In his dreams! Reserved though she might be, she wasn’t a pushover. He’d get no satisfaction from taunting her.
Hopefully he’d get bored and go soon then she could run indoors and beat the life into some bread dough to release her pent-up anger. And, she thought in despair, to ease the desolation of her untouched body.
‘We’ll meet again,’ he
said, his eyes dark with lustful promise.
She struggled to catch her breath. ‘Not if I see you first,’ she said with quiet fervour. ‘This has not been a pleasure.’
‘It has for me,’ he murmured and the air fizzled between them setting her pulses leaping erratically. ‘And it will be even more enjoyable next time. That’s a promise.’
The threat alarmed her. Confused by his low, husky tone, she swivelled around so she didn’t have to look at his dark and broodingly handsome face any more.
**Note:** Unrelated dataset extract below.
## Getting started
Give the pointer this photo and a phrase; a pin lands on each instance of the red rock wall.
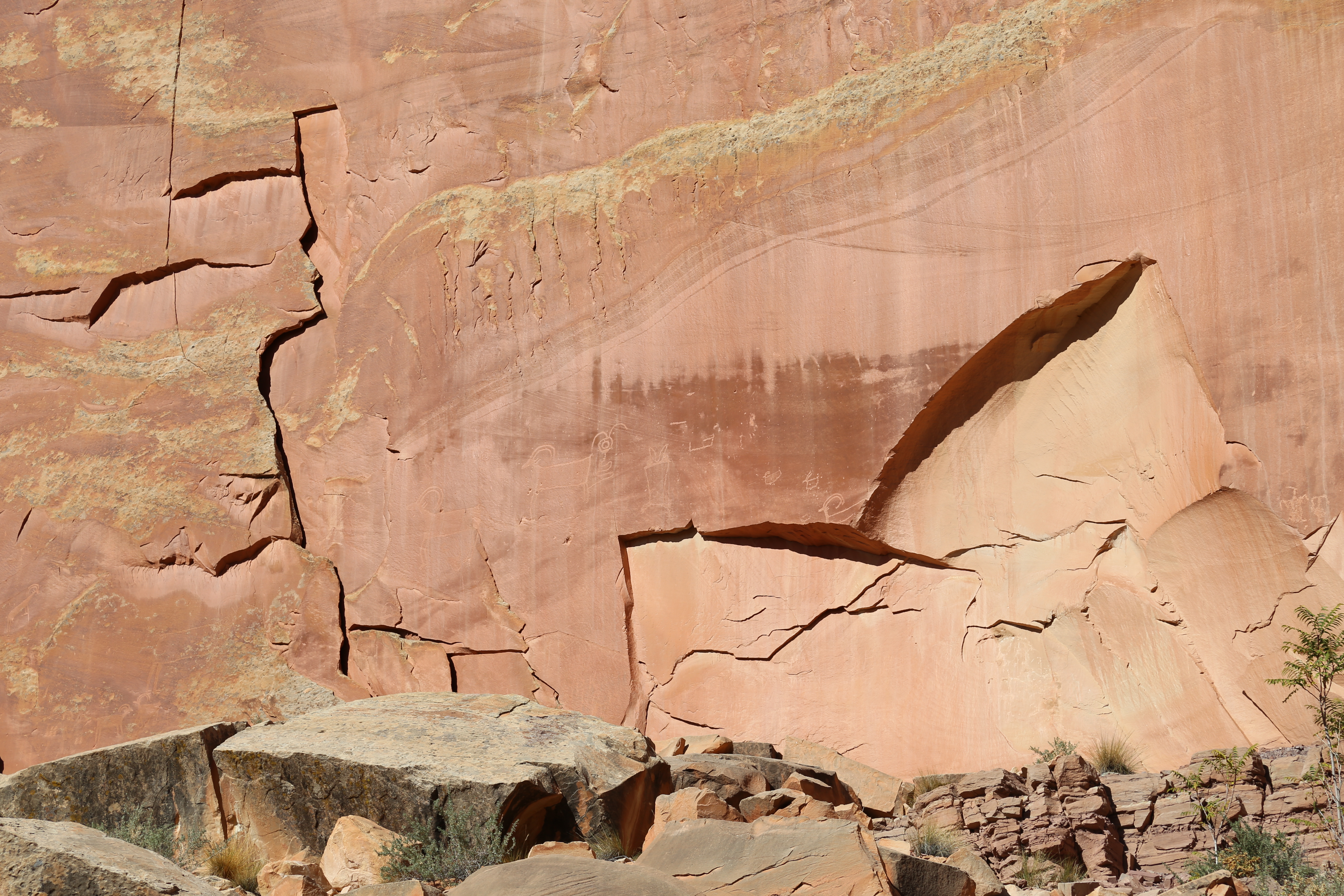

As she buried her head in a clump of blowsy daffodils, she listened hard, her breath held until her lungs were bursting. First she heard his footsteps, light and easy as he strode away. Then the thud of the car door slamming, followed by Vido’s murmur and a tinkling female laugh.
Anna let out her breath in a rush of venomous loathing and gritted her teeth. He’d be gone in a moment and that would be that. An engine thrummed throatily, the sound increased in volume and then died away.
Suddenly the air seemed to clear of tension. Her scrunched-up muscles stopped screaming at her as she relaxed them. Unsteadily, she got to her feet and stumbled indoors, feeling as if she’d been caught in a washing machine on high spin. Her hands were shaking. Legs, too.
Ridiculous! He had such a terrible effect on her and for no reason at all. He had been in the wrong. She was the one who’d been his intended victim.
Wincing, she remembered how, after he’d fled to Italy, it had seemed that everyone at school had ganged up on her. She’d been bullied so unmercifully that eventually she had left school and her grandfather had grudgingly paid for private coaching.
It had been awful. Even more isolated than ever, she’d only been able to forget her unhappiness when she was cooking. And once her nose job had been successfully completed, she’d enrolled in a catering college, where she’d shone for the first time in her life.
Anna grimly scrubbed her hands and reached into the cupboard for a mug, desperate for a coffee. Preferably laced with an entire bottle of brandy, she thought ruefully.